No 11 is my favourite not sure why just intrigues me. Good set of 12


----------



## Jmax (Dec 4, 2005)

Thanks very much Marc glad you like them.


----------



## Brazo (Oct 27, 2005)

Marc2004 said:


> No 11 is my favourite not sure why just intrigues me. Good set of 12


#11 is also my fave, I feel they improve almost in sequence from #7-#11. Not that fussed on the forerunners.

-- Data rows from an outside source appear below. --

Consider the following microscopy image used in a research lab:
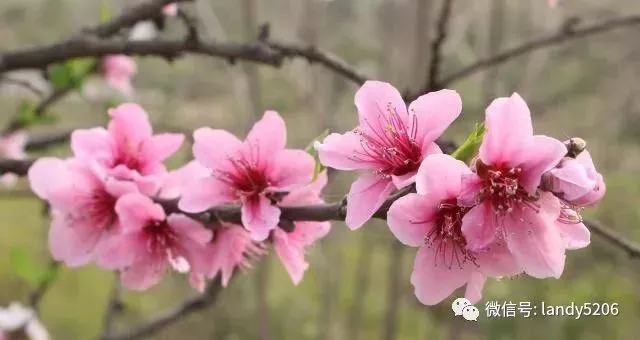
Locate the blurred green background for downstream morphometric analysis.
[0,0,640,340]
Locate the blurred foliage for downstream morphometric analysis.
[0,0,640,340]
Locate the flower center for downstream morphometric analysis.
[352,103,422,176]
[67,189,117,230]
[142,220,179,255]
[476,160,538,215]
[214,158,270,196]
[425,198,475,269]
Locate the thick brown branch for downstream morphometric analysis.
[83,0,193,38]
[438,15,640,86]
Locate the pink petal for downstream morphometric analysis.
[556,221,591,249]
[387,194,440,247]
[474,241,522,277]
[139,133,184,163]
[345,174,394,230]
[273,228,309,285]
[167,214,213,245]
[49,213,102,267]
[27,157,71,199]
[158,161,211,198]
[108,103,153,150]
[464,271,487,304]
[245,111,287,165]
[178,176,236,213]
[549,159,597,201]
[504,193,565,278]
[115,193,165,231]
[120,257,167,291]
[96,232,141,270]
[411,246,470,305]
[409,90,462,145]
[462,201,498,251]
[241,195,280,241]
[458,173,484,207]
[193,128,242,169]
[267,149,316,191]
[479,93,533,166]
[416,154,471,200]
[354,80,409,131]
[518,136,567,193]
[314,131,377,170]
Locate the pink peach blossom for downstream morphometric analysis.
[459,93,567,278]
[179,111,315,241]
[206,223,266,287]
[99,193,212,290]
[162,2,178,17]
[71,103,184,195]
[387,154,521,305]
[102,54,138,97]
[548,150,607,207]
[315,81,462,229]
[0,131,28,187]
[272,171,331,285]
[28,158,137,267]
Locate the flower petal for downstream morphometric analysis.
[411,246,470,305]
[479,93,533,166]
[345,174,395,230]
[139,133,184,164]
[556,221,591,249]
[241,195,280,241]
[71,127,115,166]
[409,89,462,145]
[193,127,242,169]
[387,194,440,247]
[518,136,567,193]
[178,176,236,213]
[314,131,377,170]
[462,201,497,251]
[245,111,287,166]
[108,103,153,150]
[167,214,213,244]
[464,271,487,305]
[416,154,471,200]
[115,193,165,232]
[267,149,316,191]
[504,193,565,278]
[354,80,409,132]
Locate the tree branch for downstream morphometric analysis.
[440,15,640,86]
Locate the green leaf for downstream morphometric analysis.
[451,123,487,163]
[48,64,73,90]
[304,129,329,181]
[9,247,57,286]
[99,0,113,23]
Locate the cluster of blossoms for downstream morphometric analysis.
[28,104,330,290]
[316,81,606,305]
[23,81,606,305]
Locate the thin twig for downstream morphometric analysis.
[424,0,453,93]
[442,15,640,86]
[101,279,222,340]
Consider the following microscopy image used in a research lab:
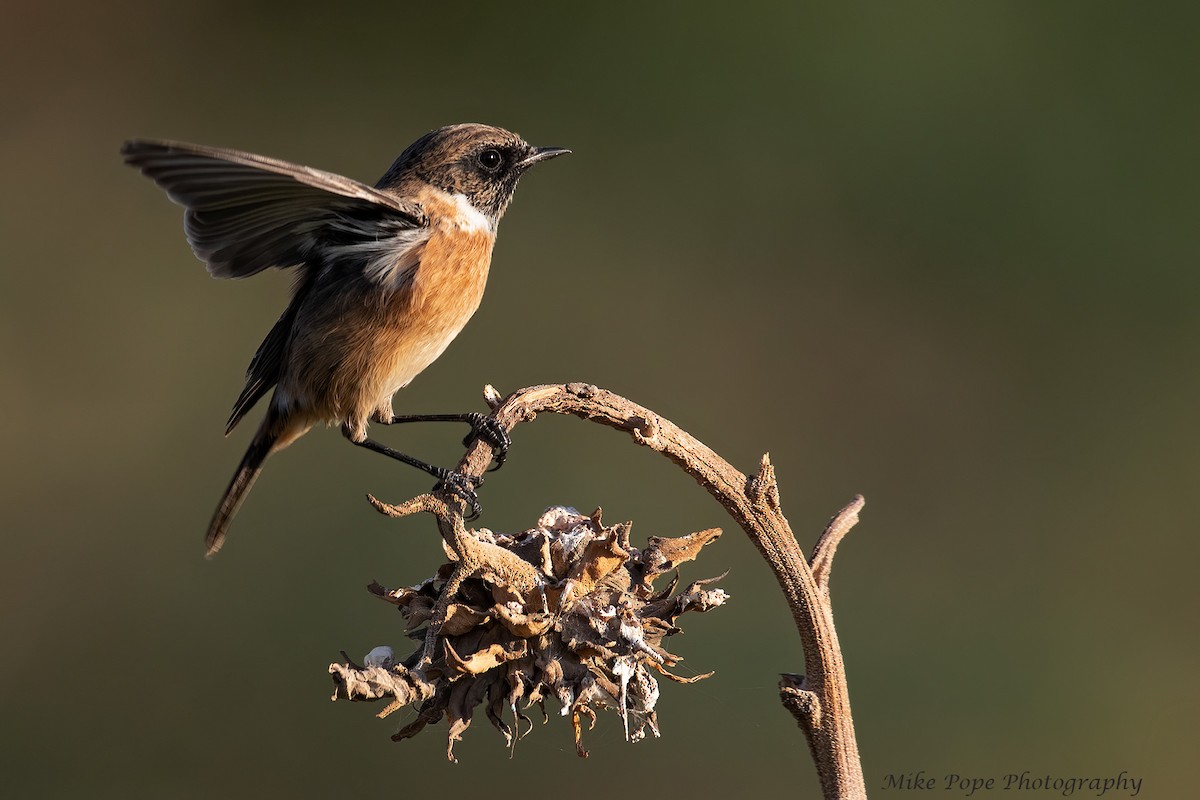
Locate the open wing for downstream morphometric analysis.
[121,139,427,278]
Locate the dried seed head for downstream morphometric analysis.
[330,506,728,760]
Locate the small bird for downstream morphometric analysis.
[121,124,570,557]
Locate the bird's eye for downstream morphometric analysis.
[479,150,504,173]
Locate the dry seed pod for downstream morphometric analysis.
[330,506,728,760]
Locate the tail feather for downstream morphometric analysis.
[204,413,278,558]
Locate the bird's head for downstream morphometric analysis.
[376,124,570,223]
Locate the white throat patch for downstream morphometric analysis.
[450,194,492,233]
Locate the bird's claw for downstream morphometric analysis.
[433,471,484,522]
[462,411,512,473]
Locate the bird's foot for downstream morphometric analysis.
[433,470,484,522]
[462,411,512,473]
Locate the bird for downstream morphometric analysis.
[121,124,570,558]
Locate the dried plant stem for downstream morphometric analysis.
[388,384,866,799]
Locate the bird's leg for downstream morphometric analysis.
[376,411,512,473]
[342,427,484,521]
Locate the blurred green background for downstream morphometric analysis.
[0,0,1200,799]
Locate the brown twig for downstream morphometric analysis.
[384,383,866,799]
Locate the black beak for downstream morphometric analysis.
[520,148,570,168]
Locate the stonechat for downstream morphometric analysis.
[121,125,570,557]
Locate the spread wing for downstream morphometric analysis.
[121,139,427,278]
[121,139,428,433]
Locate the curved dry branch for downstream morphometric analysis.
[388,383,866,798]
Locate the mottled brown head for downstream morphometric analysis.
[376,124,570,223]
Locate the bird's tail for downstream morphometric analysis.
[204,408,282,558]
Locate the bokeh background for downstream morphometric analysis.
[0,0,1200,799]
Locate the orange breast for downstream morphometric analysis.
[275,190,496,439]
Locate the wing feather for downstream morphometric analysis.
[121,139,427,281]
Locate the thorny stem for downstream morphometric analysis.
[371,383,866,800]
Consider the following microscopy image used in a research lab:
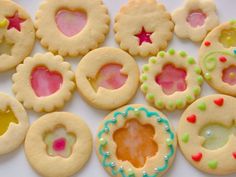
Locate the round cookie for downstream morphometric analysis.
[76,47,139,109]
[35,0,110,56]
[199,21,236,96]
[172,0,219,42]
[25,112,92,177]
[140,49,203,111]
[178,95,236,175]
[114,0,174,57]
[0,93,29,155]
[12,53,75,112]
[0,0,35,72]
[96,104,177,177]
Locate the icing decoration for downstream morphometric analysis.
[187,114,197,124]
[186,10,207,28]
[192,152,203,162]
[156,64,187,95]
[31,66,63,97]
[6,12,25,31]
[219,28,236,48]
[98,107,175,177]
[55,9,87,37]
[90,64,127,90]
[44,127,76,158]
[214,98,224,106]
[200,124,236,150]
[135,27,152,46]
[0,108,19,136]
[222,66,236,85]
[113,119,158,168]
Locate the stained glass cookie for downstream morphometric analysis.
[0,93,29,155]
[35,0,110,56]
[12,53,75,112]
[0,0,35,72]
[199,21,236,96]
[76,47,139,109]
[172,0,219,42]
[24,112,92,177]
[140,49,203,111]
[96,104,177,177]
[114,0,174,56]
[178,95,236,175]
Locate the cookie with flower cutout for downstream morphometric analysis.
[76,47,139,109]
[35,0,110,56]
[172,0,219,42]
[140,49,203,111]
[0,93,29,155]
[0,0,35,72]
[114,0,174,57]
[96,104,177,177]
[177,94,236,175]
[199,20,236,96]
[12,53,75,112]
[24,112,92,177]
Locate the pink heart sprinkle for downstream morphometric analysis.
[31,66,63,97]
[56,10,87,37]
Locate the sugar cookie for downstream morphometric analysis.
[114,0,174,56]
[12,53,75,112]
[0,0,35,72]
[76,47,139,109]
[172,0,219,42]
[140,49,203,111]
[0,93,29,155]
[178,95,236,175]
[25,112,92,177]
[199,21,236,96]
[96,104,177,177]
[35,0,110,56]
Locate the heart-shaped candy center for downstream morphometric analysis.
[55,10,87,37]
[31,66,63,97]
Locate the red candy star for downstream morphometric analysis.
[7,12,25,31]
[135,27,152,45]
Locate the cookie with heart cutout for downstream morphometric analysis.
[12,53,75,112]
[114,0,174,57]
[0,93,29,155]
[177,94,236,175]
[24,112,93,177]
[76,47,139,110]
[0,0,35,72]
[199,20,236,96]
[35,0,110,56]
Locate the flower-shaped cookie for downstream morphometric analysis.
[76,47,139,109]
[178,95,236,175]
[140,49,203,111]
[199,21,236,96]
[35,0,110,56]
[24,112,92,177]
[172,0,219,42]
[0,0,35,72]
[96,105,177,177]
[0,93,29,155]
[114,0,174,56]
[12,53,75,112]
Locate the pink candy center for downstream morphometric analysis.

Bokeh in #5 is 'nervous'!


----------



## bigbrother (Jun 30, 2011)

Good pics nice lighting on subjects,what camera and lens are you using,really like the close ups,slight critique,the girl in the alley way all i'm drawn to is the light switch on the wall,is the girl IN the water or ps'd,really like 1,7,8,well done.


----------



## Derekh929 (Aug 28, 2011)

3 & 5 and second last one for me great images


----------



## AshD (Apr 27, 2006)

Nice work! Really like the one with the coke bottle in


----------



## Jmax (Dec 4, 2005)

Thanks very much for the feedback guys.



bigbrother said:


> what camera and lens are you using


It was a mixture of cameras and lens. I have a Canon 400D, 7D and 5D Mk2 and a wide selection of lens to choose from.



bigbrother said:


> is the girl IN the water or ps'd


She was actually sitting in the water, and the fact it was shot at the start of December and the water was so bloody cold makes it an even better shot in my opinion.


----------



## DD1 (Apr 25, 2011)

Nice work :thumb:


----------



## martin_46 (Aug 7, 2012)

Yup nice work indeed, I'm looking at getting into photography this year....quite like the idea of some model pics haha!


----------



## Natalie (Jan 19, 2011)

Number 1 is my favourite, something about the style of that era I love. Everyone always looked so glamarous, love seeing people dressed up like it now with a bit of a modern twist.


----------